During the 1950s and early 1960s, several major industrial corporations bet the farm by making pacts with their primary labor unions. Studebaker was one such company. These corporations didn't have the financial strength to innovate & compete while simultaneously paying the ever-higher demands of their primary labor unions. In Studebaker's case, its primary union (UAW) couldn't just let its union members @ Studebaker earn far, far less than UAW workers at the more financially sound GM, Ford, Chrysler & AMC (AMC was the next weakest, of course).

So, in Studebaker's case, the UAW union bosses and Studebaker Corporation's executives struck a bargain. They would leave current wages lower in exchange for a generous increase in future pension benefits. This way, the UAW could sell the contract to its rank-and-file who were jealous of the paychecks of their brethren at the other auto companies.

Executives at Studebaker & the UAW know that this was a "Hail Mary."

They knew if the UAW forced the higher wages found at the other car companies that Studebaker would go out of business almost right away. Only by giving the corporation another shot at a product cycle would union workers and the company have a shot at survival.
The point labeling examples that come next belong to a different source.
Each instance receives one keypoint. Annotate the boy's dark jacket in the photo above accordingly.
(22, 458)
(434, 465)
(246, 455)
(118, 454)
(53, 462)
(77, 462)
Hence the bargain.

We all know what happened next. The products didn't succeed, and the company failed. Its pension plan was woefully underfunded. Pensioners suffered. Real people were hurt badly - retirees, almost-retirees, rank-and-file workers who were decades from retirement, shareholders including elderly widows, etc. It wasn't just Studebaker -- many other industrial corporations suffered the same fate, and their union workers suffered.

HOWEVER, public sector union executives took note of the strategy, and copied it. In decades past, many public sector union executives struck bargains with then-elected officials to raise pensions in the far future in exchange for labor peace today, campaign contributions, and election endorsements. Well, the far future is now here.
 
Unlike private sector pensions (e.g., corporation-sponsored), public sector employee pensions do not need to comply with the accounting and actuarial rigor of the Employee Retirement Income and Security Act of 1974 as amended (ERISA).

Prior to ERISA of 1974, the pension of most private sector corporations was based on the long-term viability of the company that sponsored the pension, and if that company went belly-up, the pension went belly-up with it.

During the 1960s, several large private companies such as Studebaker went bankrupt and their retirees and near-retirees suffered because there wasn't money to cover the pensions. One thing Congress did was pass ERISA in 1974 to enforce much better accounting for the present value of future pension obligations based on actuarial science (a branch of mathematics), much better transparency, vesting rights, etc.

Congress originally planned to have those regulations apply to all pensions including public sector pensions (federal, state, municipal, special district), but various powerful public sector employee unions effectively lobbied to exempt public sector employee pensions from such a rigorous requirement.

Why?

In retrospect the answer is obvious. Those same unions typically negotiate with a handful of elected representatives and their designees during each negotiation cycle, and in exchange for campaign contributions and endorsements (or the threat of withholding them), politicians "just said yes" to future pension increases -- after all, taxpayers didn't have to pay into the pension system for them just now, and the problem wouldn't arise until well into the future when they themselves were already long gone. Unlike private sector ERISA-compliant pension plans, the public sector plans could always manipulate assumed asset appreciation rates which in turn dramatically reduced the implied shortfall in existence today.

So there is an inherent conflict when public employee unions lobby & elect politicians who in turn set the pay and pension of those same unions.
I wonder if the Studebaker and other private corporation pensioners were covered by the Pension Benefit Guarantee Corp, established in 1974, that covered private pensions.